Yesterday during the LDP conf call, as we were discussing ISSUE-20 [0], I mentioned how looking at this with philosophical lenses could help locate the problem. Roger Menday asked me to clarify. 
  I am also sending this to the  public-rdf-comments working group, as the discussion on the ldp list has brought us to wonder on numerous occasions if the "RDF concepts and abstract syntax" should not contain and develop a notion of relative-uri-graphs "direct graphs" as done by the rdf-direct-mapping spec [8]. The following is an argument from the history of philosophy and of logic towards the importance of that. (We do have working use cases too of course)

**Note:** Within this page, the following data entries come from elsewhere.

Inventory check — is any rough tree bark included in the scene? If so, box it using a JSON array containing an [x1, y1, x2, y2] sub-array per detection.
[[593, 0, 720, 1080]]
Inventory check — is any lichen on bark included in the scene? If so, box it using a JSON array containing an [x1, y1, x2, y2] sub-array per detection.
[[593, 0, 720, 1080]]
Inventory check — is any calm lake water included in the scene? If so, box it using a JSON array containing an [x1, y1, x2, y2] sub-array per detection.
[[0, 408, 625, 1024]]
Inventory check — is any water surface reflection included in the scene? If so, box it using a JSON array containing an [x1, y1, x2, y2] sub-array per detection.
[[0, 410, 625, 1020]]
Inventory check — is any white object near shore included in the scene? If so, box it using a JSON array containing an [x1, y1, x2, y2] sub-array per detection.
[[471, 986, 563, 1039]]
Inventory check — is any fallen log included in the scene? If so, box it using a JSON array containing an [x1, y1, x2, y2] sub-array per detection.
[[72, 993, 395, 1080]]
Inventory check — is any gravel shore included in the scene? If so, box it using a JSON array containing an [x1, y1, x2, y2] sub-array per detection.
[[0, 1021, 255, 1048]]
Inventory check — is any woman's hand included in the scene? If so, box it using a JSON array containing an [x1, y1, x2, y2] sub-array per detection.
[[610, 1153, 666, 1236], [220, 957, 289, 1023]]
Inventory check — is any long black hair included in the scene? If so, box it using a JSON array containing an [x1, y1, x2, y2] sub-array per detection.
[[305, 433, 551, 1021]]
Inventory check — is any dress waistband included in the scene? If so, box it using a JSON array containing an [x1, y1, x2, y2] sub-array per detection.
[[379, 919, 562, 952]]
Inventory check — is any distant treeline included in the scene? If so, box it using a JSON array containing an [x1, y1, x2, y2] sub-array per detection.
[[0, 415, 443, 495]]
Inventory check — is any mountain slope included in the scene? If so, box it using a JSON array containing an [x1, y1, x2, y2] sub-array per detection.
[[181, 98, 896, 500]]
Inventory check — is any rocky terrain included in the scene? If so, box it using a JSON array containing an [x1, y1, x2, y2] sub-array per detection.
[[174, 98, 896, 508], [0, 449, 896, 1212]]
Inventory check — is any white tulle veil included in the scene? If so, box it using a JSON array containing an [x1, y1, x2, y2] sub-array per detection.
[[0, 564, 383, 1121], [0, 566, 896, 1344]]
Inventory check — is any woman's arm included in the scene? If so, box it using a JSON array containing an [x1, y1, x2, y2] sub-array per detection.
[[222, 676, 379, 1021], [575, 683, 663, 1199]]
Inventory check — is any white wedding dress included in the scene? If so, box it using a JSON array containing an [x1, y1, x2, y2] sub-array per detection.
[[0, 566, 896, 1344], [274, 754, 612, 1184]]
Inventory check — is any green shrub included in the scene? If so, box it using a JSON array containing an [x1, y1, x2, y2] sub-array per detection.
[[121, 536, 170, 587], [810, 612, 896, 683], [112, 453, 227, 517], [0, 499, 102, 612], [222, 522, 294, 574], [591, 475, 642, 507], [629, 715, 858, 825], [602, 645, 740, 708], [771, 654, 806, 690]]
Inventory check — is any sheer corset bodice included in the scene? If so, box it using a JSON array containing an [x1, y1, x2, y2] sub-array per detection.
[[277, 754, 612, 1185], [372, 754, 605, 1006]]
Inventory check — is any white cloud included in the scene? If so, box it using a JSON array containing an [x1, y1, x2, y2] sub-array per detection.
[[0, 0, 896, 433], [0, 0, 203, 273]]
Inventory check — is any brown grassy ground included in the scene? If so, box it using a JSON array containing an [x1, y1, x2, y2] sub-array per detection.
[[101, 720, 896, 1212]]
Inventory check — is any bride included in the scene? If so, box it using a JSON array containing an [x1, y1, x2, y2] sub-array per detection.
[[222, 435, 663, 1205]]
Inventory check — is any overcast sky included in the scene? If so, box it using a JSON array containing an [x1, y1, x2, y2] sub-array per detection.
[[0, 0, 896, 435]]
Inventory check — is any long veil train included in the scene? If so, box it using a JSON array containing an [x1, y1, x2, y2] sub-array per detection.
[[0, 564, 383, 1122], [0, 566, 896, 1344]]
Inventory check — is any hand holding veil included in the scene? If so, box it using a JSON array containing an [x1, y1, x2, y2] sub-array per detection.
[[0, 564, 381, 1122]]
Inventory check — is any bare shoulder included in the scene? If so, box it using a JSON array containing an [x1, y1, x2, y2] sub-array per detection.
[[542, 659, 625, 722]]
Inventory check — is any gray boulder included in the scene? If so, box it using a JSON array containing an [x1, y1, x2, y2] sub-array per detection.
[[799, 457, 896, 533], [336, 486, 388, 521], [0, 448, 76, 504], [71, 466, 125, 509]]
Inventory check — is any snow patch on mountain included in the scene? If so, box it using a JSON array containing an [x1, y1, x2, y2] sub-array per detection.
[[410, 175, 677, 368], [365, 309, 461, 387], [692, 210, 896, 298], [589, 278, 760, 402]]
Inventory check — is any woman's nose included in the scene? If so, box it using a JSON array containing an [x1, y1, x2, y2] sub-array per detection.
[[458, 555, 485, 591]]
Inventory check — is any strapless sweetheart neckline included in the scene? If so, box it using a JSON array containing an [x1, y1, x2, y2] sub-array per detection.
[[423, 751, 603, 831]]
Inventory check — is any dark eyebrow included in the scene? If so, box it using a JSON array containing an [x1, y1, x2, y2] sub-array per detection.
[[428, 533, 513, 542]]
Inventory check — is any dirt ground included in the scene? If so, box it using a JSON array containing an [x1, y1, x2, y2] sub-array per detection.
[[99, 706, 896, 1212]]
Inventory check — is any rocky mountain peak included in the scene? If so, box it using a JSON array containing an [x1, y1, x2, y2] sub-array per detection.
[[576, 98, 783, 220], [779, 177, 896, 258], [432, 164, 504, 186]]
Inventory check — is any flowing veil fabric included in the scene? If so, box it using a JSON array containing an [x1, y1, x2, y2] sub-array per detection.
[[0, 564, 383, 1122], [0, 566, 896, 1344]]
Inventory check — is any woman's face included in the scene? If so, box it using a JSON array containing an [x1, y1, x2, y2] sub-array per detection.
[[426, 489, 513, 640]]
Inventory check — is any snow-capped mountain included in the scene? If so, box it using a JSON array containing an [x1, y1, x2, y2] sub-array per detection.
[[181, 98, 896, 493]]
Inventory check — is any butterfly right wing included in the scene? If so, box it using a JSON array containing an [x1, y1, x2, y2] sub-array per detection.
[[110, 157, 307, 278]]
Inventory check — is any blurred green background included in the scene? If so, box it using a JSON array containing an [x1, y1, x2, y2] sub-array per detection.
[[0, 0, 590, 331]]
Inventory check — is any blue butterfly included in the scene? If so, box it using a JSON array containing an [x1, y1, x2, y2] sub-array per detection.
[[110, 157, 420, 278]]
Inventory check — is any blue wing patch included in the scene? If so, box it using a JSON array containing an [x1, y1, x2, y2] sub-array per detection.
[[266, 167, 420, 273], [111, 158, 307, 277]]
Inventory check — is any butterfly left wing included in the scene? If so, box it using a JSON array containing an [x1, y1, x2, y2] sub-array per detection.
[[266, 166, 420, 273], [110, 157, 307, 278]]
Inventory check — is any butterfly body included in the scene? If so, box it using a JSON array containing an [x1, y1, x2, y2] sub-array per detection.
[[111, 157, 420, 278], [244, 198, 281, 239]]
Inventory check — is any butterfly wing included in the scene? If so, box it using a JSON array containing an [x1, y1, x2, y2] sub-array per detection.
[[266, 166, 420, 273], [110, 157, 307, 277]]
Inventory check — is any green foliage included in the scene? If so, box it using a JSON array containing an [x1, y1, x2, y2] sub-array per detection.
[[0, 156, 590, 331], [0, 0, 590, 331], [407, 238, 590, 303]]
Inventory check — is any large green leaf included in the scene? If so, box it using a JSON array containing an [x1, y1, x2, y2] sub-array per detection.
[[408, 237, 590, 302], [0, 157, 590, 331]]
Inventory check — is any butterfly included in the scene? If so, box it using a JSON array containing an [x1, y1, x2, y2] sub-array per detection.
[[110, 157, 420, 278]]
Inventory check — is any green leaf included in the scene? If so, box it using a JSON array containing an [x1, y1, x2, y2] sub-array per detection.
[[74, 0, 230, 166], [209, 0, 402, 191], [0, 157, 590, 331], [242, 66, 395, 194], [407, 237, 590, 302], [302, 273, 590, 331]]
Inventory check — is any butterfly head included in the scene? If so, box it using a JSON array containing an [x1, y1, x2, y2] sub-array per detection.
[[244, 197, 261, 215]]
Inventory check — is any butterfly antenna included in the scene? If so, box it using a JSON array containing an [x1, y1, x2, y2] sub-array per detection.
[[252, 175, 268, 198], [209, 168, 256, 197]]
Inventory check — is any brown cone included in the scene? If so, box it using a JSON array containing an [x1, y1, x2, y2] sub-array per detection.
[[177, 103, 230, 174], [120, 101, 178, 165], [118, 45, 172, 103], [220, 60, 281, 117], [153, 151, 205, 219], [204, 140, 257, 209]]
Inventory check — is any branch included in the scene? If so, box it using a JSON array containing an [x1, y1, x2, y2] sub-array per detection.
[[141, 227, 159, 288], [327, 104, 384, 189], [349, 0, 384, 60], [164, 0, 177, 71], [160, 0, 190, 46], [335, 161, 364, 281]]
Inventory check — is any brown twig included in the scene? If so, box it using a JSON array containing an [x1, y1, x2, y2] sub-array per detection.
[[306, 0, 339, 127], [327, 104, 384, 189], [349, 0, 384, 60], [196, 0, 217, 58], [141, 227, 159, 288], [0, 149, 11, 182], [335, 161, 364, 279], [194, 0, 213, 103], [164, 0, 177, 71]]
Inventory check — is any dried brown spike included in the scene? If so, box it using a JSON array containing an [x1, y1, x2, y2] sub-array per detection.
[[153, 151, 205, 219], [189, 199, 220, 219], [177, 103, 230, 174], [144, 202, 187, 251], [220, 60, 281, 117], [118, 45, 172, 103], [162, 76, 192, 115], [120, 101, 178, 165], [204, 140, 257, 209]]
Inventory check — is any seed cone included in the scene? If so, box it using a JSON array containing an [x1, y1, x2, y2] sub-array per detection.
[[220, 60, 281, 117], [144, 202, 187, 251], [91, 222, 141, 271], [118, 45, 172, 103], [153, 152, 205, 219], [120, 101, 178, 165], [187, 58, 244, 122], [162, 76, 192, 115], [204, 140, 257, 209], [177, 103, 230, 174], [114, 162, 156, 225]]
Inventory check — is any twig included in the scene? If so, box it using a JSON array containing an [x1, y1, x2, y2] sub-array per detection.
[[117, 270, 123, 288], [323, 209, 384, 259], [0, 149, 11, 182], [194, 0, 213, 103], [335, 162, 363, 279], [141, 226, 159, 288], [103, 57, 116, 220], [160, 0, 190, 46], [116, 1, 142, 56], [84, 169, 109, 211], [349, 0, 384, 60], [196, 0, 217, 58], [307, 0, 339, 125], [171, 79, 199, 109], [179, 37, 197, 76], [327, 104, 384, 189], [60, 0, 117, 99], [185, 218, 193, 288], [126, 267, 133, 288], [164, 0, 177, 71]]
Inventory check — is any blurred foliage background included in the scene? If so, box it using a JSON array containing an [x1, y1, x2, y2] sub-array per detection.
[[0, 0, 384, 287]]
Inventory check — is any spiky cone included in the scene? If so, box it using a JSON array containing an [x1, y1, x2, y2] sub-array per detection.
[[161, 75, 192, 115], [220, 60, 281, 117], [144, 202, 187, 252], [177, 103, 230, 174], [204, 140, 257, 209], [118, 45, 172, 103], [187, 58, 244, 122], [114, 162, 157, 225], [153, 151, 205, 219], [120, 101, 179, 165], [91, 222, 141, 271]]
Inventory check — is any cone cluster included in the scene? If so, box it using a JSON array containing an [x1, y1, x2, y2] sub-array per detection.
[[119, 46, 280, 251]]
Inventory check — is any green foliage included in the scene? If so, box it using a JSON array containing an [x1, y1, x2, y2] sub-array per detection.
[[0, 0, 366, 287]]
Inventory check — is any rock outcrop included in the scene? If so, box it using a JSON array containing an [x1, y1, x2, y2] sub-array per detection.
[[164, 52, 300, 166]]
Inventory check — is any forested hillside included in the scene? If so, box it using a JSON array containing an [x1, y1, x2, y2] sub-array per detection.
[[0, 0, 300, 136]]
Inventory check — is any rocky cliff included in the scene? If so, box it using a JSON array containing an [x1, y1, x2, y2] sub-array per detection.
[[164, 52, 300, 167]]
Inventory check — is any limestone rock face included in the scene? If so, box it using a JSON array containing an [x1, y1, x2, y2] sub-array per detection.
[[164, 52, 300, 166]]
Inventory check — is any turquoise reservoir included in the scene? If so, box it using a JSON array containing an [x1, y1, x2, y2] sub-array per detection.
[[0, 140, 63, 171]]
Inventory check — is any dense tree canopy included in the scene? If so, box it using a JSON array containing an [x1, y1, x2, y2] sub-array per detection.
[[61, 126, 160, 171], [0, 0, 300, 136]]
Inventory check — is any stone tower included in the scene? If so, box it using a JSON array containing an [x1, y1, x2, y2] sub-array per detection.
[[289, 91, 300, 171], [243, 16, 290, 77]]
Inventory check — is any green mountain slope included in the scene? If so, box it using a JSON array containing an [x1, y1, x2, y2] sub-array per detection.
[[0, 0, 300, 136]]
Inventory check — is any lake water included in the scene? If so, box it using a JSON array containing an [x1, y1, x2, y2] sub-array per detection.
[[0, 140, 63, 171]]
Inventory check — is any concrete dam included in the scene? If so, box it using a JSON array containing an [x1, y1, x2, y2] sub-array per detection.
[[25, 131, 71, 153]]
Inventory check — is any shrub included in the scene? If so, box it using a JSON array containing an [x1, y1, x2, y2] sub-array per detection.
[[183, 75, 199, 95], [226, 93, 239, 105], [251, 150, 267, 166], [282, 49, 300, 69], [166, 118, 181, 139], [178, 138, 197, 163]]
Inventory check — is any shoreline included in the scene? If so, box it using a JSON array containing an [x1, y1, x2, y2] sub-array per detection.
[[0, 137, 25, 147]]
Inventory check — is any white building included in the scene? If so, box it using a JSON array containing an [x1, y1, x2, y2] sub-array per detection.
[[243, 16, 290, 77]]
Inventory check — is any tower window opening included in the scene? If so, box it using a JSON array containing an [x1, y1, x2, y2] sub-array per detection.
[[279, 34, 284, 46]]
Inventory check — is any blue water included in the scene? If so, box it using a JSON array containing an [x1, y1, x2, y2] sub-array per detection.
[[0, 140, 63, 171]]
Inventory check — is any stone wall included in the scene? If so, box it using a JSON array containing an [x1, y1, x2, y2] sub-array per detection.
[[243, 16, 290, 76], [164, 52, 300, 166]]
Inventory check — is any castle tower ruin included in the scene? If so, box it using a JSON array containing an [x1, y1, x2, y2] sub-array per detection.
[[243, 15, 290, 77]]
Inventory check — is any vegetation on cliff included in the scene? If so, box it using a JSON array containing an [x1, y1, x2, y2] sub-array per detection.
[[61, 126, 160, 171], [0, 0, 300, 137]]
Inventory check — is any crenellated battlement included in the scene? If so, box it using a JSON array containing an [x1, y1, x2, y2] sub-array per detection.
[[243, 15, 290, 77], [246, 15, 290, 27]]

So yesterday, I was pointing out an interesting parallel between the history of philosophy of language and some debates in the semantic web space. First we should remind ourselves of the development of mathematical logic in the 20th century. Starting with Frege [1] at the end of the 19th century, who revolutionised logic by mechanising it in pretty much the way we know it today. His work was taken up by Bertrand Russel's whose pre World War I Principia Mathematica embarked on the project to lay the logical foundations for mathematics. Wittgenstein his student be considered to have condensed this book into the short "Tractatus Logico Philosophicus" which was an inspiration for the philosophical movement known as the Vienna Circle, at which Carnap, Gödel, and other famous thinkers participated. Most of them then fled either to England or the US as the second world war broke out. Btw. for those who are interested, but don't have much time you can follow this in the comic strip "Logicomix" or if you have more time in the excellent book "The Information" by James Gleick. 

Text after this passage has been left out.